No charity wants to turn down donations, particularly in the middle of a funding crunch. But what if donations come from a surprising source – hackers?
While it may sound like a modern-day version of Robin Hood – electronically stealing money from companies and corporations, and giving it back digitally via bitcoin to charities – when the money comes from the proceeds of crime, the law is clear: it must be rejected.
And what is the charity to do when it doesn’t know who donated the money, who it was stolen from, or how to return it in the first place.
Cybercrime group Darkside placed two US charities in that unfortunate position last week, when it revealed that it had donated 0.88 bitcoin – worth $10,000 – to Children International and The Water Project.
The donations came, the group wrote on in a “press release” on its darknet website, because “no matter how bad you think our work is, we are pleased to know that we helped change someone’s life”.
Brian Higgins, a security specialist at Comparitech.com, said the move was just attention-seeking from Darkside. “Firstly, $10,000 is a paltry sum in comparison to the vast amounts of money they’ve extorted from their victims over the years so it’s hardly a grand philanthropic gesture and, secondly, no credible charity is ever going to accept donations which are demonstrably the proceeds of crime.
“There’s a small possibility this is some kind of test to see if they could launder their criminal proceeds somehow but it’s more probable that Darkside clearly have too much time on their hands and too much stolen money knocking about in their bitcoin wallets. If they were really serious about ‘making the world a better place’ they’d all sell their laptops and stay off the internet.”
Darkside makes ransomware, software that encrypts computers, rendering them inoperable unless the encryption key is bought – often for huge sums of money.
Brokered by The Giving Block, which helps charities receive donations in cryptocurrencies such as bitcoin, ether and zcash, the donations were received by the charities involved before Darkside publicised its gifting.
That leaves them in an awkward place. In its guidance to charities, the Institute of Fundraisers says: “Donations to charities should only be rejected in exceptional circumstances, when it would be unlawful to accept it (eg, the organisation knows that the gift comprises the proceeds of crime) or accepting the donation would be detrimental to the achievement of the purposes of the organisation, as set out in its constitution.”
Children International said: “We are aware of the situation and are researching it internally; it is a first for us. If the donation is linked to a hacker, we have no intention of keeping it.”
After initial media coverage of the group’s donation, Darkside updated its post with another pair of warnings. Giving Block was told that the money was sent “through a mixer”, a form of automatic money laundering that obscures the true sender of bitcoin from the recipient, “so don’t try to get it back anywhere”.
Darkside also warned that coverage of its donations was “only harming the company that processes the donations, as well as the companies who received them”.
“Do not publish company names,” the group threatened. “The next donations will be made anonymously.”
The charity donations are part of a bizarre branding effort on the part of the group to portray itself as different from common-or-garden criminals. In a statement of intent posted in August, as it began operations, it said: “We created DarkSide because we didn’t find the perfect product for us. Now we have it.”
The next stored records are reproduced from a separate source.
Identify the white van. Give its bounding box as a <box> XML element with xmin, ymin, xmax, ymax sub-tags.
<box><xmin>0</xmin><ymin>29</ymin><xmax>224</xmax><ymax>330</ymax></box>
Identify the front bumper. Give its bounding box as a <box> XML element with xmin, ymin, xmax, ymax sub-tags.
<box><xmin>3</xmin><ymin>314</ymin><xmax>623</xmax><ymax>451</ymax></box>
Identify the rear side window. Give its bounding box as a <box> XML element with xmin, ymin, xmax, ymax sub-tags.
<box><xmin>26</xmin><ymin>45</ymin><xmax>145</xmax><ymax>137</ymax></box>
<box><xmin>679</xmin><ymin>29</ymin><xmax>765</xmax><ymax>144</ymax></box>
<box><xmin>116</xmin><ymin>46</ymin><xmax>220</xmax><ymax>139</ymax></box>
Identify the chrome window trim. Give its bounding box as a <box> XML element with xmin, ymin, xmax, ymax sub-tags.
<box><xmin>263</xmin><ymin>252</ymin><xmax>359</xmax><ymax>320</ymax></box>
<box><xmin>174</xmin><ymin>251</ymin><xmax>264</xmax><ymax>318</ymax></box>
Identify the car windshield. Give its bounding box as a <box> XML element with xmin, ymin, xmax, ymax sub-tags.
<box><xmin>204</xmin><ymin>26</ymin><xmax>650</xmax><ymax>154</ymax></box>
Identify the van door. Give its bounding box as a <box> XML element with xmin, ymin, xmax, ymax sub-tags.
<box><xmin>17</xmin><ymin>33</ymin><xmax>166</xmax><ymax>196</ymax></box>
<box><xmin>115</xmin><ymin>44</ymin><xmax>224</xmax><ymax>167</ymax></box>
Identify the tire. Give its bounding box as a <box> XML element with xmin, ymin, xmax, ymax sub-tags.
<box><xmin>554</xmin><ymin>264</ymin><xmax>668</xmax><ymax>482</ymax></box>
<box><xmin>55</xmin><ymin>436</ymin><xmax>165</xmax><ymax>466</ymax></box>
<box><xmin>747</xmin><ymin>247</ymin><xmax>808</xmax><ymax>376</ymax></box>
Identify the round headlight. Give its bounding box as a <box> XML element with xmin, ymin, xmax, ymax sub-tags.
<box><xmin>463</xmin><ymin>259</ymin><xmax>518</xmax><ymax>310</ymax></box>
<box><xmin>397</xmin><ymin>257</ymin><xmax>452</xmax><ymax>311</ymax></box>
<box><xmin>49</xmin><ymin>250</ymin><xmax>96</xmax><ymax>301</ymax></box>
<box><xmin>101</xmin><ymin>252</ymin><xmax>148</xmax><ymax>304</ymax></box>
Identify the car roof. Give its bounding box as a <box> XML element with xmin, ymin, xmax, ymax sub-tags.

“Based on our principles,” the group said, it would not attack hospitals, schools, governments or charities. “We only attack companies that can pay the requested amount, we do not want to kill your business. Before any attack, we carefully analyze your accountancy and determine how much you can pay based on your net income.”
In one way at least, it really is different from many ransomware outfits that came before. As well as encrypting computers, the outfit also uploads the hacked data to its own servers, where, if the ransom is not paid in time, it publishes the entire contents.
This sort of attack, known as “doxware”, was first seen in 2017, when it was used to extort individual patients at a Lithuanian cosmetic surgery clinic: they were told to pay up or their personal information would be published for all to see.